Dramat Pauliny Holtz. Nie radzi sobie z codziennością!
Paulina Holtz, czyli Agnieszka Lubicz z "Klanu", opublikowała w mediach społecznościowych niepokojący post. - Nie mogę się ostatnio załapać na rzeczywistość - wyznała i dodała, że bardzo potrzebuje... spokoju w sercu, żeby móc odzyskać radość życia.
Paulina Holtz znana jest z tego, że twardo stąpa po ziemi, doskonale wie, czego chce, a gdy trzeba, potrafi ostro upomnieć się o swoje. "Coś, co kiedyś nazwałabym słomianym zapałem, teraz przekuwam w ciągłe działanie, uczenie się coraz to nowych rzeczy. To takie twórcze ADHD" - powiedziała kilka miesięcy temu, gdy nikt jeszcze nawet nie słyszał o koronawirusie.
Niestety, wydarzenia ostatnich miesięcy - wybuch pandemii i przymusowa przerwa w życiu zawodowym - mocno nadwątliły pewność siebie odtwórczyni roli Agnieszki Lubicz w "Klanie". Aktorka właśnie poskarżyła się fanom, że chyba przestała sobie radzić z codziennością.
"Niby wakacje, ale wolne chwile wyrywane z poczuciem winy wobec pracy. Niby dzieci wreszcie w domu, ale tak było od marca. Niby pracuję, ale pieniędzy z tego znacznie mniej. Niby kupuję to samo, ale wydatki znacznie większe.
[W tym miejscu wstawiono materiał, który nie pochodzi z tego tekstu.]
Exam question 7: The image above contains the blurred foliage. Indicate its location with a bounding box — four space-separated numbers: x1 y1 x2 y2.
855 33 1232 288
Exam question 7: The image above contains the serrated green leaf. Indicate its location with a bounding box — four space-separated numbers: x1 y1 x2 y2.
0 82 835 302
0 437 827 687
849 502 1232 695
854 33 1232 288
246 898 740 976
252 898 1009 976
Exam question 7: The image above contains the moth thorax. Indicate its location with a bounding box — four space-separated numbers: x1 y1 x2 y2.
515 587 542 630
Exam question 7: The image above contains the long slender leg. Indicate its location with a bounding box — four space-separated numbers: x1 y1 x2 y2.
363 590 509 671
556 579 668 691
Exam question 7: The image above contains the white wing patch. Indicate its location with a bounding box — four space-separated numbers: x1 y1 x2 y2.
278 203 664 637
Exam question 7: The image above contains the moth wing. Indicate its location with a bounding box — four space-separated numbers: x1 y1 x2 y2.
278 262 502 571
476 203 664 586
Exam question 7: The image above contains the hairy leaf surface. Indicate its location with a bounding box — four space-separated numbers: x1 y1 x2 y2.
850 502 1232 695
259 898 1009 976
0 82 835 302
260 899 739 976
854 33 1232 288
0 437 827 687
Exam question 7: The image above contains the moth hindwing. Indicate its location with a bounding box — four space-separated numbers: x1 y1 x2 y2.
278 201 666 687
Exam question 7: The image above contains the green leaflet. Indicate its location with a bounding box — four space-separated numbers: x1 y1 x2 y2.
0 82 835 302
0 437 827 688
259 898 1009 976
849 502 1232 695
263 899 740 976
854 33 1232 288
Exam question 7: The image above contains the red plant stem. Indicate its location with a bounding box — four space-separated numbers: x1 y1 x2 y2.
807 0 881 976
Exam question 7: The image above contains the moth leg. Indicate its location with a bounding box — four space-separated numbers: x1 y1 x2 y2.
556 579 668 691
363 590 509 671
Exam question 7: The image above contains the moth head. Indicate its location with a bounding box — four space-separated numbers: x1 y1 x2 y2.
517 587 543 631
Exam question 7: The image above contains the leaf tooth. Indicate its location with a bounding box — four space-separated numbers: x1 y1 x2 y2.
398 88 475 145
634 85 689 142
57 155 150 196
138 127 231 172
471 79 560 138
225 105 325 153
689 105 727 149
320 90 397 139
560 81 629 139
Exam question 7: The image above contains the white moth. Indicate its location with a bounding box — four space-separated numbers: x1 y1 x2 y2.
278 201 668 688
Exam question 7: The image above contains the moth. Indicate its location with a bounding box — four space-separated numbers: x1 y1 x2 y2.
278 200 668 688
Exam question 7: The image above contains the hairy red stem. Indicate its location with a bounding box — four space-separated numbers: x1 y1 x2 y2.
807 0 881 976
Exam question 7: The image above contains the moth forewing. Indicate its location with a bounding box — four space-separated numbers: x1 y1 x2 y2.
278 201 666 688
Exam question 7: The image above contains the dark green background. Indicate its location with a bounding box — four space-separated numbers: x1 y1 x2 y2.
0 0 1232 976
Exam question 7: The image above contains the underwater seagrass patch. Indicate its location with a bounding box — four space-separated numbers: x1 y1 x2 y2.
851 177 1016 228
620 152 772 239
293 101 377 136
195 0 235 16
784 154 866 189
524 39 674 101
Niby rodzina zdrowa, ale cały czas w niepokoju. Niby żyję w demokratycznym kraju..." - napisała na Instagramie.
"Nie mogę się ostatnio załapać na rzeczywistość" - stwierdziła i zasugerowała, że przeżywa - jako kobieta, jako matka, jako aktorka i jako... Polka - naprawdę ciężkie chwile.
Jedna z fanek zaatakowała Paulinę i oskarżyła ją o to, że narzeka, choć - w przeciwieństwie do wielu ludzi, którzy stracili pracę - przecież zarabia, grając w serialu, i tak naprawdę wcale nie musi się martwić o przyszłość. "Czy ja narzekam? Napisałam, że czuję niepokój, że wszystko się zmienia i codziennie każdy musi sobie z tym radzić. Jednym bywa piekielnie trudno, innym tylko niewygodnie. Narzekanie nie leży w mojej naturze" - odpowiedziała aktorka.
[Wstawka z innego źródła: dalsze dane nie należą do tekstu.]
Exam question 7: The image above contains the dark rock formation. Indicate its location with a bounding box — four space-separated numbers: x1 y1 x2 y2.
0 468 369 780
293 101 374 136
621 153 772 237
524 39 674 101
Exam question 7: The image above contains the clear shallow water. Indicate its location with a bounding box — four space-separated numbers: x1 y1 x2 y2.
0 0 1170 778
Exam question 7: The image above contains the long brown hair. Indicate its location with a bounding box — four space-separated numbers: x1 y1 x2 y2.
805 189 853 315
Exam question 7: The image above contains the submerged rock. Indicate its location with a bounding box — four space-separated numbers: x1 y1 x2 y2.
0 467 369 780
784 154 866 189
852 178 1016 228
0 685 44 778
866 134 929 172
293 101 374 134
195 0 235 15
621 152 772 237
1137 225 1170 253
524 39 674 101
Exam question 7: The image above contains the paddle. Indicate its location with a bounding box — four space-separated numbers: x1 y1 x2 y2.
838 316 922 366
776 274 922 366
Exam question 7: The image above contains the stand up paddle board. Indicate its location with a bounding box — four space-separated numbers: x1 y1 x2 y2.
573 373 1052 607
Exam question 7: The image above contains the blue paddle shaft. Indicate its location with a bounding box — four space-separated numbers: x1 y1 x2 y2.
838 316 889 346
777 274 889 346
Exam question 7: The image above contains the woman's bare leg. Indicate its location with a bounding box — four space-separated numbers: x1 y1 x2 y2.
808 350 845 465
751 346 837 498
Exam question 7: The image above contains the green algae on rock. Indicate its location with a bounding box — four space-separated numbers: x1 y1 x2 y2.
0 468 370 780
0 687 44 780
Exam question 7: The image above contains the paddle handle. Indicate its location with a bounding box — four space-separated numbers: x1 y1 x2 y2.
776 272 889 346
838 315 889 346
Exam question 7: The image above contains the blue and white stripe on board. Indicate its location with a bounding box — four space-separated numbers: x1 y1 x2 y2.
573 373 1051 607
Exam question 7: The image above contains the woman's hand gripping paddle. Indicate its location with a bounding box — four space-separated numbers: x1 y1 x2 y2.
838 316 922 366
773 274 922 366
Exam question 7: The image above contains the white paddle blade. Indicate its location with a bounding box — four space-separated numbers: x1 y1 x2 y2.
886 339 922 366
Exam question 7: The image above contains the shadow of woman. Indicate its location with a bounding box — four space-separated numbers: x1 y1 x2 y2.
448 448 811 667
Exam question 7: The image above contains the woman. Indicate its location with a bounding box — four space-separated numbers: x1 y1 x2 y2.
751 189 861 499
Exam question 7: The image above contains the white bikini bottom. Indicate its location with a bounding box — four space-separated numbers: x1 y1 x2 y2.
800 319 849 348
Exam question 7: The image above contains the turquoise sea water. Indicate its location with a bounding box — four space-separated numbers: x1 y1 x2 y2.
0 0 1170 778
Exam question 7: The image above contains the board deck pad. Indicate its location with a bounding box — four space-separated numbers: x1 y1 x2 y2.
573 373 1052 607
Paulina Holtz nie kryje, że jakoś udaje się jej trzymać pion tylko dlatego, że ma mnóstwo pasji i nie pozwala, by do jej życia wkradła się nuda. "Aktorstwo nie jest jedynym źródłem ognia w moim życiu" - żartuje. "Staram się cały czas znajdować rzeczy, które mogą mnie zainteresować. Ciężko mi wyobrazić sobie sytuację, w której wypalę się na całej linii" - twierdzi.